The revived Showcase, using the original numbering, began with issue #94 and published the first appearance of the new Doom Patrol and the solo adventures of Power Girl. Issue #100 (May 1978) had a cameo by almost every character that had premiered in the original run of Showcase in a story co-written by Paul Kupperberg and Paul Levitz and drawn by Joe Staton. The series was cancelled again after issue #104 (September 1978), as part of what is commonly called the "DC Implosion". Issues #105 and #106 saw print in Cancelled Comic Cavalcade and #105 was later published in Adventure Comics. Issue #106 was included in The Creeper by Steve Ditko hardcover collection published by DC in 2010. Two other series were announced before the series cancellation: The Huntress, which would have spun out of her feature in Batman Family; and World of Krypton, which was published as DC's first miniseries in 1979. According to editor Paul Levitz, at the time of the cancellation, there were still no Huntress stories in production; further, the slated content for Showcase #107–109 was Gerry Conway's Western adventure The Deserter.

===Full list of issues===

| Issue # | Character |
|---|---|
| 94–96 | The Doom Patrol |
| 97–99 | Power Girl |
| 100 | Special issue featuring almost every character from issues #1–93. |
| 101–103 | Hawkman |
| 104 | OSS / Spies at War |
| 105 | Deadman |
| 106 | The Creeper |

===Reprint collections===

| Title | Issues collected | Publication date | ISBN |
|---|---|---|---|
| Power Girl | #97–99 | June 2006 | 978-1-4012-0968-1 |
| The Creeper by Steve Ditko | unpublished issue #106 | April 2010 | 978-1-4012-2591-9 |

==New Talent Showcase==
DC published New Talent Showcase, which ran for 15 issues (Jan. 1984 – March 1985), briefly changed its title to Talent Showcase, and then ended with issue #19 (Oct. 1985).

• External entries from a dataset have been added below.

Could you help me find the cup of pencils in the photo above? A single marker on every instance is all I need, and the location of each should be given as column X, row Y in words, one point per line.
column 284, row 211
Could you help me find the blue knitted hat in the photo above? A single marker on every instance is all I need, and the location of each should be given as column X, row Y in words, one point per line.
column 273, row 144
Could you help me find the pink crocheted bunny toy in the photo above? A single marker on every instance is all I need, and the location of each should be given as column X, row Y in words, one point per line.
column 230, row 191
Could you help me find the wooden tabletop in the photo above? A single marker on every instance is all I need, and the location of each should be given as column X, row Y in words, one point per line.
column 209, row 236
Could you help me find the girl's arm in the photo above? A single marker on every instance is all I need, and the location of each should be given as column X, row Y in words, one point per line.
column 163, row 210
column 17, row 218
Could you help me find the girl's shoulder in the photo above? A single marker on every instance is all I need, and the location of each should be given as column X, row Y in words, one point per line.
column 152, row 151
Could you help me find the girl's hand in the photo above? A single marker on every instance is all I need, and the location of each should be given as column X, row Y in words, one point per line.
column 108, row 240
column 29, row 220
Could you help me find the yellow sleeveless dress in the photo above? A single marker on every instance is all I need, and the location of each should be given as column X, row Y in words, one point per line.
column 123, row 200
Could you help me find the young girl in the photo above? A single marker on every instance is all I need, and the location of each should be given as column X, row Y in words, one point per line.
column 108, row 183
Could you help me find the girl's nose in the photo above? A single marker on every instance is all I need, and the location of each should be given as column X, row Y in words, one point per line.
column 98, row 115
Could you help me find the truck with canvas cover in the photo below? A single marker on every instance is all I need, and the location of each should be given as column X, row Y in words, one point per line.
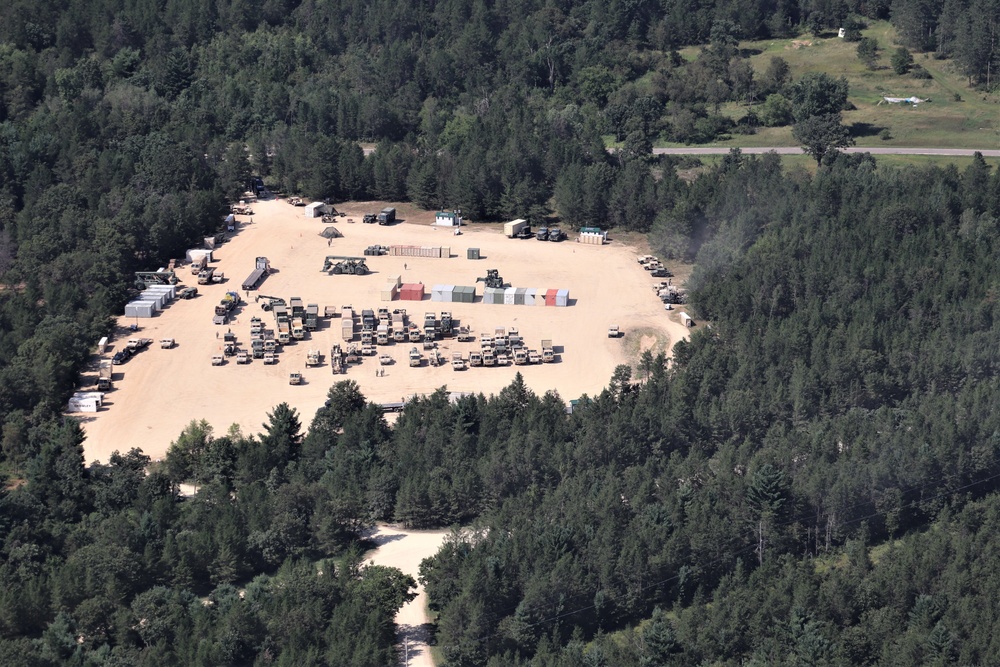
column 104, row 375
column 136, row 344
column 492, row 279
column 261, row 269
column 336, row 360
column 514, row 228
column 206, row 275
column 338, row 265
column 446, row 327
column 268, row 302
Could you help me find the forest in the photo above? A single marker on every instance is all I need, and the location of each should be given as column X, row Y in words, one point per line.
column 810, row 480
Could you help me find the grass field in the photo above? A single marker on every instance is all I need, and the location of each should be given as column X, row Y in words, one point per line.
column 972, row 121
column 807, row 163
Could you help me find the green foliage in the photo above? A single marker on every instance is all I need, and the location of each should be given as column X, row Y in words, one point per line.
column 868, row 51
column 817, row 94
column 776, row 111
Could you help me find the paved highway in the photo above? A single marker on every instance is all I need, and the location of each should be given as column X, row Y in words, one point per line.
column 795, row 150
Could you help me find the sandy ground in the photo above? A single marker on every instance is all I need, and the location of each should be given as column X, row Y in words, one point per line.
column 158, row 392
column 405, row 550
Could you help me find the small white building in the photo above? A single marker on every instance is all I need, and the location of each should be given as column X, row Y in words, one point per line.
column 315, row 210
column 447, row 219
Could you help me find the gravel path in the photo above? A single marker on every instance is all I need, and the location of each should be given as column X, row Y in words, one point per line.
column 404, row 549
column 795, row 150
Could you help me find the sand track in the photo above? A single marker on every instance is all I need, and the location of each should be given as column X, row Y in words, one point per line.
column 158, row 392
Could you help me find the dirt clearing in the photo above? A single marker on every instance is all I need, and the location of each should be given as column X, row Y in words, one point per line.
column 160, row 390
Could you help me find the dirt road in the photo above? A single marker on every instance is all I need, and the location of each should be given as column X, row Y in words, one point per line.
column 404, row 549
column 795, row 150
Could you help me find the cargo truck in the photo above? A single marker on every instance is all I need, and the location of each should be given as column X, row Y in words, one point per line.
column 514, row 228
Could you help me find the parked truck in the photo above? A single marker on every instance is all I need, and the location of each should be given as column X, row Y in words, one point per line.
column 104, row 375
column 514, row 228
column 387, row 216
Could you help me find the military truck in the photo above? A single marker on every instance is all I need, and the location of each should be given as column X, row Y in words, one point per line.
column 104, row 382
column 387, row 216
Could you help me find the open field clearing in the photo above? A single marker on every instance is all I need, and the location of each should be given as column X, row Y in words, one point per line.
column 160, row 391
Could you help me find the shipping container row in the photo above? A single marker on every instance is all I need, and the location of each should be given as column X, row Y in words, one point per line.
column 526, row 296
column 453, row 293
column 151, row 300
column 435, row 252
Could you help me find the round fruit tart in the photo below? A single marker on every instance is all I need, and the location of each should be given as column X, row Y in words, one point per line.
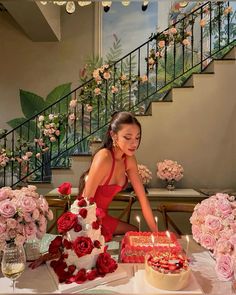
column 167, row 271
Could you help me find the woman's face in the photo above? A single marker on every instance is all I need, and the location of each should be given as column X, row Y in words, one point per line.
column 128, row 138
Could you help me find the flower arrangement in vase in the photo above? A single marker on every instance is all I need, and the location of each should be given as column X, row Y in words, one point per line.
column 170, row 171
column 214, row 227
column 23, row 215
column 145, row 174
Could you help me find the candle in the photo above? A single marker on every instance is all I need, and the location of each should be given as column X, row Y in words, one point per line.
column 153, row 242
column 168, row 236
column 156, row 219
column 187, row 247
column 139, row 223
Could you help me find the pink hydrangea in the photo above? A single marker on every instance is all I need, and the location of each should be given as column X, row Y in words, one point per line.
column 169, row 170
column 224, row 267
column 214, row 227
column 23, row 214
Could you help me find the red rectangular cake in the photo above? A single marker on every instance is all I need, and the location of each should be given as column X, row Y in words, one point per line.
column 135, row 245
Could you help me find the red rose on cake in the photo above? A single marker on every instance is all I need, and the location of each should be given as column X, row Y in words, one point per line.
column 105, row 264
column 83, row 246
column 65, row 188
column 66, row 222
column 55, row 245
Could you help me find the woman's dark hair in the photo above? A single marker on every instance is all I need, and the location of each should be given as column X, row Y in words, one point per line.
column 118, row 119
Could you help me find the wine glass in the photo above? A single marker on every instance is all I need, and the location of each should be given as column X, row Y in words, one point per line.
column 13, row 262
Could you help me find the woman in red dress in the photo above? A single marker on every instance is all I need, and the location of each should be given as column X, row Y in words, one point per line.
column 112, row 165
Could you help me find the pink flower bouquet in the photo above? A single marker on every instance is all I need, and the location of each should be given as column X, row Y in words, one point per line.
column 214, row 227
column 169, row 170
column 23, row 215
column 144, row 173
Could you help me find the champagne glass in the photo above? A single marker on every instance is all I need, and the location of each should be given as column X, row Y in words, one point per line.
column 13, row 262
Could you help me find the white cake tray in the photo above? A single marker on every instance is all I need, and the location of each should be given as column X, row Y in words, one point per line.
column 120, row 273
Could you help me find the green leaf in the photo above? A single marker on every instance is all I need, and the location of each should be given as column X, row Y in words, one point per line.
column 57, row 93
column 31, row 103
column 28, row 131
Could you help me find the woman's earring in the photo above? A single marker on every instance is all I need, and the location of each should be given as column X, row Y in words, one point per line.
column 114, row 143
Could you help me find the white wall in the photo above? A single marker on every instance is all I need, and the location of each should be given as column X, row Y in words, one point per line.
column 197, row 129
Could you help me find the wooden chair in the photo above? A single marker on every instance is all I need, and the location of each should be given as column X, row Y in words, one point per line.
column 126, row 201
column 126, row 210
column 167, row 208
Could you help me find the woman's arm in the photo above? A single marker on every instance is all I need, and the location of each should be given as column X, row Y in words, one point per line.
column 132, row 171
column 98, row 173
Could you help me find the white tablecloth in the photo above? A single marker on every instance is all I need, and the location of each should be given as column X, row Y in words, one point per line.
column 203, row 267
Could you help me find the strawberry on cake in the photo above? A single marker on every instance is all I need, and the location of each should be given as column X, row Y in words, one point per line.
column 167, row 271
column 135, row 245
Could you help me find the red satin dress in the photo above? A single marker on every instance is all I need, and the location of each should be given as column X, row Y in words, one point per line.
column 103, row 197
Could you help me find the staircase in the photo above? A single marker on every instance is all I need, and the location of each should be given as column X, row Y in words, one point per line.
column 156, row 83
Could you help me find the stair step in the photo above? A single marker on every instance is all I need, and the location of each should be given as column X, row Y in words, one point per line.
column 59, row 168
column 38, row 181
column 224, row 59
column 81, row 155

For the most part edited by Karen Berger (and for a short time by Sal Amendola), the series gave new writers and artists their first professional opportunity in the comics industry. Notable creators who made their DC debuts with New Talent Showcase include Mark Beachum, Norm Breyfogle, Tom Grindberg, Steve Lightle, Mindy Newell, and Stan Woch. Per editorial policy, the series featured only new characters.

==Showcase '93-'96==
DC revived the Showcase title in 1993 when the 1950s retailer reluctance to order new, untested series had largely vanished; it was replaced in the 1990s with reader enthusiasm for the "#1" issues of new series. The new series was published as Showcase '93, a monthly 12-issue miniseries, replaced yearly by Showcase '94, '95 and '96; each was also a miniseries lasting 12 issues.

For the first two years (1993–1994), Showcase featured characters and concepts from the Batman family of titles with an emphasis on villain-centric one-off stories. The 1994 Azrael series launched out of Showcase '94 with #10 while a prototype story for what became the Birds of Prey ongoing appeared in Showcase '96 #3. The series also had a series of crossover tie-ins. Showcase '93 had a two-part crossover with the "Knightfall" storyline set while Batman recovered from having his back broken by Bane, which revealed a previously untold story from earlier in the "Knightfall" storyline where Batman fought Two-Face. Showcase '94 #4-5 were part of a crossover with Robin, involving Tim Drake and Huntress fighting a masked priest/vigilante attempting to eliminate his evil mob boss sister's criminal empire. Showcase '94 #8-9 featured a prelude to Zero Hour: Crisis in Time! that featured Monarch's transformation into Extant and #10 featured a crossover story involving Clock King fighting a series of temporal dopplegangers during "Zero Hour" while trying to obtain a powerful time travel artifact.

With the 1995-1996 Showcase series, the focus switched from Batman characters to Superman characters. This included a story involving the Matrix Supergirl that led into her ongoing series written by Peter David (Showcase '96 #8) and a two-part story involving the post-Zero Hour Legion of Super-Heroes (#11-12) which featured the first post-Zero Hour meeting of Brainiac 5 and his ancestor Vril Dox and the villain Brainiac, which ultimately served as the final storyline as the series was canceled with #12.

==Showcase Presents==

In 2005, DC began publishing thick, black-and-white reprints of older material under the umbrella title Showcase Presents.